Harper, who had previously headed two minority governments in his five years as PM, says he can secure Canada's economic recovery and wipe out its budget deficit. The 52-year-old says this can be achieved by slashing public spending and cutting taxes.
(Democracy Now! 0758 PT, May 3, 2011) Democracy Now! interviews Stephen Lewis, long-time member of the National Democratic Party, about the results of the Canadian elections. The Conservative party, led by Prime Minister Stephen Harper, was elected to a majority in the Canadian parliament, ending five years of minority government.
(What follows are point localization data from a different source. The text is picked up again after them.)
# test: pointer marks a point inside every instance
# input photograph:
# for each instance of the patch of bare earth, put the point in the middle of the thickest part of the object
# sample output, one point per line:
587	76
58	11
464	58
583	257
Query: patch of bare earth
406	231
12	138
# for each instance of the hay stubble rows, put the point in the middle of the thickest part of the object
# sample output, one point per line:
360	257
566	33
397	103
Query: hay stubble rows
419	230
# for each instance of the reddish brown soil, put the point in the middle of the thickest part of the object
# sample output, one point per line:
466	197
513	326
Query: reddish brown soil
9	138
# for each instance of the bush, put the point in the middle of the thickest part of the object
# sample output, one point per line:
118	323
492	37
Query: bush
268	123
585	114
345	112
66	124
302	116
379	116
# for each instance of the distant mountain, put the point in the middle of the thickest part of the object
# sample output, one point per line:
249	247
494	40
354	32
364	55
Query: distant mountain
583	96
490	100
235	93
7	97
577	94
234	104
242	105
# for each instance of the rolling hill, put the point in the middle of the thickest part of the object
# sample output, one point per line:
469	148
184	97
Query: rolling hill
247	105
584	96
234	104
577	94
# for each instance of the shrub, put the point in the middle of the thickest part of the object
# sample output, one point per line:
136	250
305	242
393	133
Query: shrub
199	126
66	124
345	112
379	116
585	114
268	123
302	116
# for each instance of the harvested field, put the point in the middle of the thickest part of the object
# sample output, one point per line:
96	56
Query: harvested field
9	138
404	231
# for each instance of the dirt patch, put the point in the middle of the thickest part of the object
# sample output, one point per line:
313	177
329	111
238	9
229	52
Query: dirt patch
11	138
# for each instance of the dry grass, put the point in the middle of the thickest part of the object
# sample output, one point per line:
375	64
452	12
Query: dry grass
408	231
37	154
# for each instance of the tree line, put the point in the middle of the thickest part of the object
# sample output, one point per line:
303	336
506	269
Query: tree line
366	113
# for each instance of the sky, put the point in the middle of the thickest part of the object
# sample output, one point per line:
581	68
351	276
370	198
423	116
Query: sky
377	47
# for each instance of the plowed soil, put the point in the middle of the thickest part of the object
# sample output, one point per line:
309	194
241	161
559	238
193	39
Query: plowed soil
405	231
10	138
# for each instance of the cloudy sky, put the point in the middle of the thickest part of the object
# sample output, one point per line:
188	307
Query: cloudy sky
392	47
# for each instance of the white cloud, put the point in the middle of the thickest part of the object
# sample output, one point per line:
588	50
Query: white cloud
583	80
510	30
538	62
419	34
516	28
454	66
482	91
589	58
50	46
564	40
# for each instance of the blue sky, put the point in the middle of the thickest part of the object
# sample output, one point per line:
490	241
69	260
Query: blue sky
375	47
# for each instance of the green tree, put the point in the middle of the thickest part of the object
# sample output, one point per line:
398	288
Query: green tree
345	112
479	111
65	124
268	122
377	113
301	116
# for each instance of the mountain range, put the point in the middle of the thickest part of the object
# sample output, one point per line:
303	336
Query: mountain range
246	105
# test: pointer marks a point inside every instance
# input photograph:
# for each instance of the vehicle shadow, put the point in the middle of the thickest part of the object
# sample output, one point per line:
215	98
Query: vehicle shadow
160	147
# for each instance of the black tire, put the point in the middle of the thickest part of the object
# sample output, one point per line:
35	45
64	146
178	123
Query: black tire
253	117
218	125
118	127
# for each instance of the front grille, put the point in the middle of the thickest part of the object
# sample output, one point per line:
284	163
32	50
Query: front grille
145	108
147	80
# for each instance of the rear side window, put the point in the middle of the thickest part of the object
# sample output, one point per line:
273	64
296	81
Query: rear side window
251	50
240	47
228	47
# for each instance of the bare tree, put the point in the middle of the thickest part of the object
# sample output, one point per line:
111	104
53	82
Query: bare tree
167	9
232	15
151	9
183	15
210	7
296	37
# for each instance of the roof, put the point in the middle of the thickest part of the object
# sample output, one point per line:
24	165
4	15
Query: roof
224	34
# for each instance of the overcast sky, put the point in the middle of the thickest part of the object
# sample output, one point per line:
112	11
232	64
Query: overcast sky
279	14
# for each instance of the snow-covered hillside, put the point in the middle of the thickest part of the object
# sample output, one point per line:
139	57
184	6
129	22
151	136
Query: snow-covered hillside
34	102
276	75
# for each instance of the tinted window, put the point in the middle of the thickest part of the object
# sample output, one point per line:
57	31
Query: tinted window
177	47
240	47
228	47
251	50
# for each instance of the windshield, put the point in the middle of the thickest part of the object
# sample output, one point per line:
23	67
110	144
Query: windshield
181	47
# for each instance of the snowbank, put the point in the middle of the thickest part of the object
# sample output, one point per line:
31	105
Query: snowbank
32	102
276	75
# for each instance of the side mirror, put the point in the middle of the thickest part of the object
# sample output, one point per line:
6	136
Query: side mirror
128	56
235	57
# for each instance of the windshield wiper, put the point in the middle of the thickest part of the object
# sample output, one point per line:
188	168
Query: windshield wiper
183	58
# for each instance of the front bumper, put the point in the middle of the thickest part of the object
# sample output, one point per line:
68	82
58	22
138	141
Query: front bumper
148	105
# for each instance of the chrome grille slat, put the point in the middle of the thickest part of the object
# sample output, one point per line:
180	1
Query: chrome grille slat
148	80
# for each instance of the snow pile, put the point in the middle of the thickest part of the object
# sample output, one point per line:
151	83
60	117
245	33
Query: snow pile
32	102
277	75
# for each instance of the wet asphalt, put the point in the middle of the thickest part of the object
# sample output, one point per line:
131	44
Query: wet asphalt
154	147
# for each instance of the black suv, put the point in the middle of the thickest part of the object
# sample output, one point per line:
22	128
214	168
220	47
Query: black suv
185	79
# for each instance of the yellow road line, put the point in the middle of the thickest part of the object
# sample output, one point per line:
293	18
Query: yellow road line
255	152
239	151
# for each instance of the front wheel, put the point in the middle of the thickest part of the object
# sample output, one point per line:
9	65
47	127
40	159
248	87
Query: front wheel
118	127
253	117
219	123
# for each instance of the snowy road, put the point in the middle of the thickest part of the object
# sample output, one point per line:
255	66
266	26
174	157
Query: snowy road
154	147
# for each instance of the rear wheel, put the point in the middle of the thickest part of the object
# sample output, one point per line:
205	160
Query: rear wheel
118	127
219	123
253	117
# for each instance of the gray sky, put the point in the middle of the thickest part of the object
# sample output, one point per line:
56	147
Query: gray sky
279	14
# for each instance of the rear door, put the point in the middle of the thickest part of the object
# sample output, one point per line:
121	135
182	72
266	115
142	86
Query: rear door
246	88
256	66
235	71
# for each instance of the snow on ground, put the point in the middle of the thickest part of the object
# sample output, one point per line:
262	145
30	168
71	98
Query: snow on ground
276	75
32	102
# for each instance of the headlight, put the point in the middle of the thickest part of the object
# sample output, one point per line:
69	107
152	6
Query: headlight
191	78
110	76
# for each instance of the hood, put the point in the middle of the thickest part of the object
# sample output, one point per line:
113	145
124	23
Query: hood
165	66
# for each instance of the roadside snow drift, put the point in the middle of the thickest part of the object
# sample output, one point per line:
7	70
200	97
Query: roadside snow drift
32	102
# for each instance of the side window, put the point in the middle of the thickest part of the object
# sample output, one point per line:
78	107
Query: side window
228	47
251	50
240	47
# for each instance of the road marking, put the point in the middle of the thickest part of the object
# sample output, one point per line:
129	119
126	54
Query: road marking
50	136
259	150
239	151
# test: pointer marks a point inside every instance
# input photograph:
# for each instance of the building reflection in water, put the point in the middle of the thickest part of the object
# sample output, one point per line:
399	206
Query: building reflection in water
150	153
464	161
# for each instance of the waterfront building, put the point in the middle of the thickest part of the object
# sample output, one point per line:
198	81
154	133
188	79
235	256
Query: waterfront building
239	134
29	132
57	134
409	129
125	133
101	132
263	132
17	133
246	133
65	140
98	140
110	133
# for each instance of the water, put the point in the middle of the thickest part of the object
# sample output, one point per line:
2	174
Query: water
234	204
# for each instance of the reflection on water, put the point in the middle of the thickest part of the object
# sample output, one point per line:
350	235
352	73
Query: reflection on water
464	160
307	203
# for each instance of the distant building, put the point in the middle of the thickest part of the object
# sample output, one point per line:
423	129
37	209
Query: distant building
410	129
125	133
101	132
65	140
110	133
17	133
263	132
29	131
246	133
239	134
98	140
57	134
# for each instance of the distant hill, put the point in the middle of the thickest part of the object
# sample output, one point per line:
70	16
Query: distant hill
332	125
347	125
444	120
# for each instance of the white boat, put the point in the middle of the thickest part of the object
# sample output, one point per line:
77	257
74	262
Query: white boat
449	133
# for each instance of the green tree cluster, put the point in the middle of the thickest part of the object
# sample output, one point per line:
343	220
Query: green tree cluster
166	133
(Mosaic Video Alert: April 28, 2011) In Bahrain, Saudi-backed Bahraini forces continue their clampdown on protests, as security forces attacked protestors in Sitra. A Bahraini military court has sentenced several detained protestors to death. The sentencing is expected to spark more angry protests after Friday prayers. Meanwhile, protestors in Saudi Arabia continue to demand political reform, the release of prisoners, and respect for human rights. Over 140 political activists have reportedly been arrested since protests began in mid-January.